Choosing a sugar-free diet doesn’t mean sacrificing flavour. Although it may seem like that in the beginning, some variety in flavours might do the trick. You can try adding spices, seasonings and other ingredients that can add flavour. You can try vanilla too. There are plenty of options. If you put your mind to it, discovering sugar-free ways to enjoy your food may turn out fun. You can explore unique ways to enjoy your favourite foods without consuming sugar, plus savouring more flavours. A double win!

8. Collect nutrients from other sources

Removing naturally sugary foods from your diet requires replacing them with alternatives that offer similar nutrients.

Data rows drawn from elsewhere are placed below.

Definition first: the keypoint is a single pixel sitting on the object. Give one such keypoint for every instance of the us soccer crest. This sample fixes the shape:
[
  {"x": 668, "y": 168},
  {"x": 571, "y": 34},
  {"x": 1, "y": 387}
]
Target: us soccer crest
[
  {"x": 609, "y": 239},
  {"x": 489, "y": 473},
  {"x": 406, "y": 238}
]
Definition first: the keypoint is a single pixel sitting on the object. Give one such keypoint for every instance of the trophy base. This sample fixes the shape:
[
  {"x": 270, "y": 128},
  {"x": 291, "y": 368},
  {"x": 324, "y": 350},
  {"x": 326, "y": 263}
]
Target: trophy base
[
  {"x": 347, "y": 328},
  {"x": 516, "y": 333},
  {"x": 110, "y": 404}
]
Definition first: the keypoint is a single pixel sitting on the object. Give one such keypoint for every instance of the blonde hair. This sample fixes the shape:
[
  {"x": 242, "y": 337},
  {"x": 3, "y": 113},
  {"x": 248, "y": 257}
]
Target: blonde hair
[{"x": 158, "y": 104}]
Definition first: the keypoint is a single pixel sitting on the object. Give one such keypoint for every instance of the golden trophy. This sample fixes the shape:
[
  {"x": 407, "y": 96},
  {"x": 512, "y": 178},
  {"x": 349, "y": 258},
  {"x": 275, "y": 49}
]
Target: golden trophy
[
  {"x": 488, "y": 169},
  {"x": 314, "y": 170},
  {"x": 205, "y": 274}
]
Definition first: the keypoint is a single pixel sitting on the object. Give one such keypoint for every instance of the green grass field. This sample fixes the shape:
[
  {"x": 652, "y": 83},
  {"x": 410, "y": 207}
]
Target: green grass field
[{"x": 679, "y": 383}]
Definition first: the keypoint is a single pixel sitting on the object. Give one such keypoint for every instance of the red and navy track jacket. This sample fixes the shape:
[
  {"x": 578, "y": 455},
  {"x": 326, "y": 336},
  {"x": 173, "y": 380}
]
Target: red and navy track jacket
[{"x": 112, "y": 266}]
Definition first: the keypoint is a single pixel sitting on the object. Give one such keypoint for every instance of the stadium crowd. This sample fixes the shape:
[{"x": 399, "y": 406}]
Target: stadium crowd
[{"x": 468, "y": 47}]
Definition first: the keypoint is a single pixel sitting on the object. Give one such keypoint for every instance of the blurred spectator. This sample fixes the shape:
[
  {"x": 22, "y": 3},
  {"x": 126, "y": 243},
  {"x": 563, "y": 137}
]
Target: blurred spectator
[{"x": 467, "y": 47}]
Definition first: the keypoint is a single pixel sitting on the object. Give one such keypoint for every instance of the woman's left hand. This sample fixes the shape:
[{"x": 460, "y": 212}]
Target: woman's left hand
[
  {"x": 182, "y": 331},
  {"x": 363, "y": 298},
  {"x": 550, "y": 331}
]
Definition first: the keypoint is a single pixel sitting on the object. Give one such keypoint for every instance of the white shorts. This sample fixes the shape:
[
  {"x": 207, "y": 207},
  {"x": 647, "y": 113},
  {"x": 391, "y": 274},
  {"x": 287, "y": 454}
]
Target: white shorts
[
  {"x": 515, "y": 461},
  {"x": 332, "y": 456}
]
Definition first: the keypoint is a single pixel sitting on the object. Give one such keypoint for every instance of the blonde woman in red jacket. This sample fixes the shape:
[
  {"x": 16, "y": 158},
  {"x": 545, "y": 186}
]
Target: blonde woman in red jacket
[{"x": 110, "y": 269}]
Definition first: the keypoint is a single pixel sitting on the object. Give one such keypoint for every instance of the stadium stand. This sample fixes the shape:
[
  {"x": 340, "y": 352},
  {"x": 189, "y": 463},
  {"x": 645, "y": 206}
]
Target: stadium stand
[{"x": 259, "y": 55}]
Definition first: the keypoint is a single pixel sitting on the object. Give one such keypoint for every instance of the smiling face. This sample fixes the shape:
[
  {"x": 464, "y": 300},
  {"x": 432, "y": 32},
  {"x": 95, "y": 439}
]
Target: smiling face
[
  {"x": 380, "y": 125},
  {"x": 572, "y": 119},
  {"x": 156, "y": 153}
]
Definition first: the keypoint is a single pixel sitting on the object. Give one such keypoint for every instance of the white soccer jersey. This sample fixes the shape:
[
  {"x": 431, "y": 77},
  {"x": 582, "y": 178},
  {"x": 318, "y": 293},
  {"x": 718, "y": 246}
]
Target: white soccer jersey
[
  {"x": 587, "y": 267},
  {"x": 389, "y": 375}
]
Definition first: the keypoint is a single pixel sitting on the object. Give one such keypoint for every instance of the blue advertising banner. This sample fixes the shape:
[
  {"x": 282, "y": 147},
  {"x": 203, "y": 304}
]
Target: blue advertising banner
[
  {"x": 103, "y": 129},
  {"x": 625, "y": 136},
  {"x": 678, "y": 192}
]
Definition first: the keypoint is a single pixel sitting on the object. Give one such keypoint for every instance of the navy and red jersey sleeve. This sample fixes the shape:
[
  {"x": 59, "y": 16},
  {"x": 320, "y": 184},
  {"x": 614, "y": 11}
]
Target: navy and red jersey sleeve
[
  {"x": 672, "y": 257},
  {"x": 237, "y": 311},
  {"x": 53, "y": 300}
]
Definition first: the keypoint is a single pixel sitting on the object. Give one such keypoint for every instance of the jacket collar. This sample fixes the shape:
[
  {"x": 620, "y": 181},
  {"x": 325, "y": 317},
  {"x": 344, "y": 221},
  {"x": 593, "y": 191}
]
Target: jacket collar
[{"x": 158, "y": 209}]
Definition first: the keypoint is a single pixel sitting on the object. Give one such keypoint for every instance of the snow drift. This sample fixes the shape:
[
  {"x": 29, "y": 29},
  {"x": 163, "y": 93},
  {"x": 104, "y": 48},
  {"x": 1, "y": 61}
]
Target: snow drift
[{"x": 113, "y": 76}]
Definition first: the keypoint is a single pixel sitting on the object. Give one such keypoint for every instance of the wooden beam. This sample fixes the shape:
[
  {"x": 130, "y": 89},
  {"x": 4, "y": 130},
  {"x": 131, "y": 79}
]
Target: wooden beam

For instance, fruits high in vitamins and fibre can be replaced by vegetables with the same nutrients. Be sure to eat a diversity of veggies so your body gets all sorts of nutrients.

You can also consider adding daily supplements to your diet. Take time, talk to your doctor and plan your food consumption accordingly.

Switching to a sugar-free lifestyle can seem like a hard nut to crack. But remember that the efforts you put into going sugar-free, even if you just limit your intake, create a good impact. You can also keep trying strategies like alternate no-sugar and low-sugar diets week to week until you’re certain that your palate has been retrained.

Rest assured, the results will soon become evident with better skin, increased energy, weight loss, and more. A sugar-free diet is bad news only for your tongue. You will realise that your body has no complaints.